November 11, 2018, 9am
2 Columbus Cir
New York City, NY 10019
USA
The Museum of Arts and Design (MAD) is proud to announce Cannupa Hanska Luger as the winner of the inaugural Burke Prize for contemporary craft. Named for craft collectors Marian and Russell Burke, the prize constitutes an unrestricted award in the amount of USD 50,000, given annually to an artist age 45 or under working in glass, fiber, clay, metal, or wood. Luger is the first recipient of the Burke Prize, which recognizes the achievements of a young artist working in and advancing the media and disciplines that shaped the American studio craft movement for which the Museum was founded.
A multidisciplinary artist of Mandan, Hidatsa, Arikara, Lakota, Austrian, and Norwegian descent, Cannupa Hanska Luger (United States, b. 1979) was raised on the Standing Rock Reservation in North Dakota. Now based in Glorieta, New Mexico, he interweaves performance and political action to create monumental installations that communicate stories about 21st-century indigeneity. His work includes community-based projects focused on issues facing indigenous peoples in the US and Canada, as exemplified by Mirror Shield Project (2016) and Every One (2018), both of which began as instructional videos. In the case of Mirror Shield Project, Luger taught viewers how to make mirror shields out of plywood and reflective Mylar, and invited them to send the shields to Standing Rock for use in the 2016 demonstrations against the Dakota Access Pipeline. For the installation Every One, he invited communities across the US and Canada to create and donate two-inch clay beads, which he fired, stained, and strung together to make a monumental curtain. Each of the beads is a memorial to one of the four thousand cases of missing and murdered indigenous female, queer, and trans members in Canada.
“The Burke Prize is a complete honor to receive, and it has provided critical validation to the direction my practice is heading,” said Luger. “Receiving this award supports the future of my work in creating monumental installations which emerge from diverse communal engagements. I am grateful, and I look forward to what is next.”
In conjunction with the award, MAD is featuring works by the winner and finalists in the exhibition The Burke Prize 2018: The Future of Craft Part 2, on view through March 17, 2019. Representing nine states and thirteen cities across the United States, the winner and the fifteen finalists comprise an ethnically and racially diverse group with an equitable gender breakdown.
The Burke Prize finalists and winner are determined by an annual jury of professionals in the fields of art, craft, and design, following an open application process. The 2019 Burke Prize application period will open on November 7, 2018.

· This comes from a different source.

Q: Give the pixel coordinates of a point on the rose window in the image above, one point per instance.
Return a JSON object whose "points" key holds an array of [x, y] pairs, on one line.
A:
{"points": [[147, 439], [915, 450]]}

About the Museum of Arts and Design
The Museum of Arts and Design (MAD) champions contemporary makers across creative fields and presents the work of artists, designers, and artisans who apply the highest level of ingenuity and skill. Since the Museum’s founding in 1956 by philanthropist and visionary Aileen Osborn Webb, MAD has celebrated all facets of making and the creative processes by which materials are transformed, from traditional techniques to cutting-edge technologies. Today, the Museum’s curatorial program builds upon a rich history of exhibitions that emphasize a cross-disciplinary approach to art and design, and reveals the workmanship behind the objects and environments that shape our everyday lives. MAD provides an international platform for practitioners who are influencing the direction of cultural production and driving 21st-century innovation, and fosters a participatory setting for visitors to have direct encounters with skilled making and compelling works of art and design.